I will try to keep this as concise as possible. I would be so grateful of advice as I am very upset by the situation with my mil.
Some background: I have been married for 5 years. dh has one brother who is married with one dd aged 6. Dh and I have 2 dds,one 4 years, one 4 months. I have a reasonable relationship with sil; although we are not close. We are very different in personality, she is not very sociable but when we do meet at family events etc we get on fairly well.
Mil is what could be tactfully described as a Very Difficult Lady. Just briefly she is a bit of a snob, prone to frequent sulking when she does not get her own way. We are often treated to stony silences and have no idea what our latest transgression has been. On Boxing Day this year (her b'day) we were genuinely ill and when dh phoned to tell her she slammed the phone down in a temper, shouting "I'm not having this!"
From day 1 she has "bad mouthed" sil to me and I'm sure bad mouths me to my sil.
My current problem is as follows. Last year (2006) on Christmas Day we announced to both sets of grandparents that I was pg and due in August 2007. We were having lunch with mil and fil at the time. Mil got quite "put out" , and when pushed said it was because bil and sil were trying for a baby and we shouldn't have our 2nd baby before they did?! When bil and sil visited that afternoon, we told them the news and they said congratulations but left very soon afterwards.
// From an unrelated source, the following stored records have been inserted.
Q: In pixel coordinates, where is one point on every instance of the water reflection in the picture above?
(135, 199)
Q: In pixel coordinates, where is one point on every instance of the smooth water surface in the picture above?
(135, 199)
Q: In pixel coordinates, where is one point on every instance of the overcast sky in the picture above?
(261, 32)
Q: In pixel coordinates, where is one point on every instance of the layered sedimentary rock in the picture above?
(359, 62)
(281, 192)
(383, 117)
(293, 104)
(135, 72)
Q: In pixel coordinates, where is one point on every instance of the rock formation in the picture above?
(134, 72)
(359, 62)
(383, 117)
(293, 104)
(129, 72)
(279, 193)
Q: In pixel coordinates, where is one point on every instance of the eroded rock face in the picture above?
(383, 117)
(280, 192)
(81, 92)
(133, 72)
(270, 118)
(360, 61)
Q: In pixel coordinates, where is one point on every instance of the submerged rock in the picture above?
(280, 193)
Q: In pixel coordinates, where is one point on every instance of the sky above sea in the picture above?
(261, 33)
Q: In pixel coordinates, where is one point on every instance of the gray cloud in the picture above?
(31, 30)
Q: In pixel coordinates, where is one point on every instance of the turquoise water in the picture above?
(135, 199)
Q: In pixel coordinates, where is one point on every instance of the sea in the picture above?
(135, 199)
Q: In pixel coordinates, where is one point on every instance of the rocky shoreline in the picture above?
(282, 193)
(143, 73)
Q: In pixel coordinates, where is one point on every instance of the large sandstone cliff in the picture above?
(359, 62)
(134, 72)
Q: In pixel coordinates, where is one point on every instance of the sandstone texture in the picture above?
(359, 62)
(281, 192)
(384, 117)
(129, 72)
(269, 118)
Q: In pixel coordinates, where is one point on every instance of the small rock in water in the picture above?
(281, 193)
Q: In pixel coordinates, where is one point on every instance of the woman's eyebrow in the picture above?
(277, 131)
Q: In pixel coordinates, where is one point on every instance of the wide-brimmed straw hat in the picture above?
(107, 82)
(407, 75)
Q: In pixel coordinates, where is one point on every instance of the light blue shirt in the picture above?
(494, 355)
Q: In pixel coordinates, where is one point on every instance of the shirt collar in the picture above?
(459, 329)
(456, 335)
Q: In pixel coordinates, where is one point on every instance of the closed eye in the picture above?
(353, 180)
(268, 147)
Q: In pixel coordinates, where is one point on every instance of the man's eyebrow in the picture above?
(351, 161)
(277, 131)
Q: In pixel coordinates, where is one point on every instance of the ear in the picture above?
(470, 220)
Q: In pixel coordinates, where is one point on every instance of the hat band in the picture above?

When they left, mil seemingly took pleasure in choosing to tell us that sil and bil had been ttc for 3 years and would have been very upset by our announcement. I was to say the least that she knew the extent of their disappointment at ttc, but didn't make any attempt to suggest we didn't make an announcement out of the blue on Christmas Day. To make it worse, bil had asked his parents to tell us what they had been going through as they found it too upsetting to tell more people themselves. Ils failed to tell us for some reason. So sil and bil were under the impression that we knew the extent of their sadness and must have thought we had spitefully gloated over them on Chrismtas Day
I have renewed respect for sil. They had their first (unsuccessful) cycle of IVF practically the week I gave birth to dd2. It must have been so difficult for her to come and visit and hold my new baby but she made a big effort and was genuinely pleased for us (I think). However, it has dawned on me that she must think that we in some way were "gloating" over them last year by making our announcement, when in fact had we known even the tiniest details of their problems we would NO WAY have behaved in that way.
So, once more mil has been spiteful and stirred between her 2 dils. I am really anxious about the right course of action. I want to tell sil what really happened, to offer our support to them and explain what really happened. Of course this will have the knock on effect of telling her and her dh exactly what his mother has done. What does anyone else think?